Children's Therapy Center Aids Recovery After ATV Accident

photo of Joshua Tucker and basketball players

Joshua Tucker, of Alma, Missouri, seems like an average 15-year-old: outgoing, likes basketball and boasts a contagious smile. A traumatic ATV accident in 2012, however, nearly ended his life.

Now a brain injury survivor, Joshua undergoes physical therapy sessions at the Children’s Hospital Therapy Center, where he also cheers on other children.

“This kid is pulling 200 pounds down the hallway at the clinic and never complains about why this hand of cards was dealt to him,” said Mary Meyer, PT, a physical therapist at the clinic.

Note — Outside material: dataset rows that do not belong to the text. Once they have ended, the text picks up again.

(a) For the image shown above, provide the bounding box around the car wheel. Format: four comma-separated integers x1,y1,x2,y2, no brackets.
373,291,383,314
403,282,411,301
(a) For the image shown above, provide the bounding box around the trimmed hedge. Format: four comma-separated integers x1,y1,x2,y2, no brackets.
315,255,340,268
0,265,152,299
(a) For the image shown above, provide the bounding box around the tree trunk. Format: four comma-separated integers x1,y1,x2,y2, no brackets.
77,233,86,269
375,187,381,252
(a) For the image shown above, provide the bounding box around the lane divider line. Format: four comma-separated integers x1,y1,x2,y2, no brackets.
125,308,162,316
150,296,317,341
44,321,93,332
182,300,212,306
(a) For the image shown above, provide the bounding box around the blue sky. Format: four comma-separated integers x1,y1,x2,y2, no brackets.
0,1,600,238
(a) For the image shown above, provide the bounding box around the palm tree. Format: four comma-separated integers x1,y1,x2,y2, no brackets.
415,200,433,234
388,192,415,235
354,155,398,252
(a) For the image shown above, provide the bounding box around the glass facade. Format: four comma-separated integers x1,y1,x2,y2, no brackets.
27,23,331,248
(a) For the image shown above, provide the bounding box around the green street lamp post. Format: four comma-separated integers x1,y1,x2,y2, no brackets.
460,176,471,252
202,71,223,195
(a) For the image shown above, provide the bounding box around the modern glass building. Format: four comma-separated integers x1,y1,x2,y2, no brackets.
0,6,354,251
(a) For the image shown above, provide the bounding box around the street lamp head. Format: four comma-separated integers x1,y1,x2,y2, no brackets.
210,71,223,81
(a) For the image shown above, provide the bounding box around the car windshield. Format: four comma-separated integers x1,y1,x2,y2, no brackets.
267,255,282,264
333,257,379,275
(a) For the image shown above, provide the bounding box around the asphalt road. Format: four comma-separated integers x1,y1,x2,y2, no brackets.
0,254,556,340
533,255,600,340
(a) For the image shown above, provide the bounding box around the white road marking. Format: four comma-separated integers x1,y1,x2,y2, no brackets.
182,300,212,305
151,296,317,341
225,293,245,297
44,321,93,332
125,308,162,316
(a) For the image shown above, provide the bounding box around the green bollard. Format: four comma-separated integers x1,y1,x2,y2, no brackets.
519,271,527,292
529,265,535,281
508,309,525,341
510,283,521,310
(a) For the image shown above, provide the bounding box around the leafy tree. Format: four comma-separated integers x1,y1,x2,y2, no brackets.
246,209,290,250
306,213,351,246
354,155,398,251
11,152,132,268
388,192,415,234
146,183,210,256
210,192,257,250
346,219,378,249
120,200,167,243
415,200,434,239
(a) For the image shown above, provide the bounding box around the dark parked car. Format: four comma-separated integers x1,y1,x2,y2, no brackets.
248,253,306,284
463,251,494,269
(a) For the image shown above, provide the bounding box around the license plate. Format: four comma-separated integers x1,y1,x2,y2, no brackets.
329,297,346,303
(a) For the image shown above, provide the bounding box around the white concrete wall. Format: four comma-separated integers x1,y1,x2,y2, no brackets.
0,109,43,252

The Tucker family, then living in Florida, was enjoying a nice spring day before the accident on April 22, 2012. Ryan and his sons, Joshua and Coby, were preparing to put their ATVs up for the day and return home when it happened. Joshua hit a deep rut, fishtailing the four-wheeler into a tree. He smashed his chin on the handlebars, breaking his jaw and fracturing his skull. The impact broke his fiberglass helmet. After flying 10 feet, Joshua hit another tree before hitting the ground. He broke two ribs and two vertebrae near the top of his spinal column.

“The impact on his jaw should’ve killed him,” Ryan said. “He was bleeding out of his ear, bleeding out of his mouth, bleeding out of his nose — bleeding everywhere but his eyes.”

Rushed to a Florida hospital, Joshua spent one month in intensive care and underwent surgeries on his skull, jaw and back. Following the hospitalization, he stayed at a rehabilitation center for three weeks. However, showing no signs of cognition and unable to participate in therapy, he was sent home.

“When we went home, it was like night and day,” said Donna Tucker, Joshua’s mother. “When I looked at him in the hospital, I saw nothing. Nothing was there and then he heard Coby’s voice on the phone. A tear rolled down his face. That was the first response we got from him that showed he was still Joshua.”

While the Tucker family feels they had an amazing support system in Florida during the first year of Joshua’s recovery, they agree that their move to Missouri has been a good one. Joshua has done exceptionally well in his new town and school. Even though his accident changed his life, it has not changed his love for basketball. His team at the Children’s Hospital Therapy Center arranged a meeting for Tucker with another team that he admires: the MU Tigers men’s basketball team.

Returning to inpatient rehab for five weeks, Joshua was able to regain his ability to walk. His family created a physical therapy gym at home and Ryan worked with Joshua to ensure he kept moving.

Working with Meyer at the therapy center, he has regained his ability to jog. Meyer guided Joshua through intensive therapy sessions, which are three-hour sessions five times per week for four weeks.

“He is an inspiration to many and will continue to empower others’ lives through his very example,” said Meyer. “He has definitely challenged me, and I can honestly say that I look at him as a role model for myself.”